The video showed sandwich preparation that made Domino’s appear a bit less than appetizing, or sanitary, through the creative use of snot, nasal crevices and gas. Apparently, the employees thought it was a pretty funny joke. And 930,000 people took notice online (the video is no longer available due to a copyright claim from one of the employees).

When I first heard about the video, my reaction was to get the heebie jeebies thinking of any food prepared outside of my house, as opposed to swearing off Domino’s. (But maybe that’s because I couldn’t tell you the last time I had Domino’s.) Hopefully other people also recognized that this isn’t evidence of common practice at any one particular fast food chain; but regardless, Domino’s had to take it very seriously. And that’s exactly what they did.

You can now find this video on YouTube, and it’s the first result returned when you search for Domino’s.

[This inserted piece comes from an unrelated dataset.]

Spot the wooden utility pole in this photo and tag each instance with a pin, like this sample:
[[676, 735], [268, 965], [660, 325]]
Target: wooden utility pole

In my opinion, the PR team that managed this crisis followed some key principles to a tee:

  • The CEO was chosen as spokesperson to demonstrate the highest level of commitment to the issue.
  • The CEO’s message was crafted to very genuinely show concern, disgust, shock and disappointment.
  • They didn’t waste any time. The plan was enacted, messages were crafted, the video was filmed and it was posted in a very timely manner.
  • They responded using appropriate media by focusing on YouTube, the “scene of the crime” so to speak, and Twitter, in an attempt to reach the same audience that would have seen the initial video.
  • They apologized and vowed to make things right, while being able to immediately reference the actions they took to do so…. Firing the employees, having them arrested, temporarily closing and sanitizing the store, and evaluating hiring procedures.
  • They kept it short and stuck to the main points, driving home their most important message, “nothing is more important or sacred to us than our customers’ trust.”
  • They were transparent and didn’t try to lie, deny, hide or ignore.
  • They maintained control of the situation by being proactive and responding on their own terms.

The unfortunate reality of this situation is that so far only 66,000 people have seen the CEO’s video (as of the time I published this post), a mere 7% of the audience for the negative video. And for the most part, we can presume the mainstream media won’t cover Domino’s response to the extent they covered the more ratings-favorable initial video, if they even cover it at all. But the point is that Domino’s has modeled how to respond to a crisis.

In all likelihood, Domino’s had a comprehensive crisis communication plan that was immediately accessible for this situation. It helped guide them through their response, remain calm and act quickly. Chances are, the plan wasn’t specific to employees defaming the company, and I’d be willing to bet it wasn’t focused on responding to a “new” kind of social media crisis like this. But it worked.

Domino’s had a general roadmap for protecting its reputation no matter what the obstacle, as we all should. Regardless of how big or small your company is, whether you’re in the public eye or not, there is always the potential for crisis. If you aren’t prepared, then you should be prepared to stumble.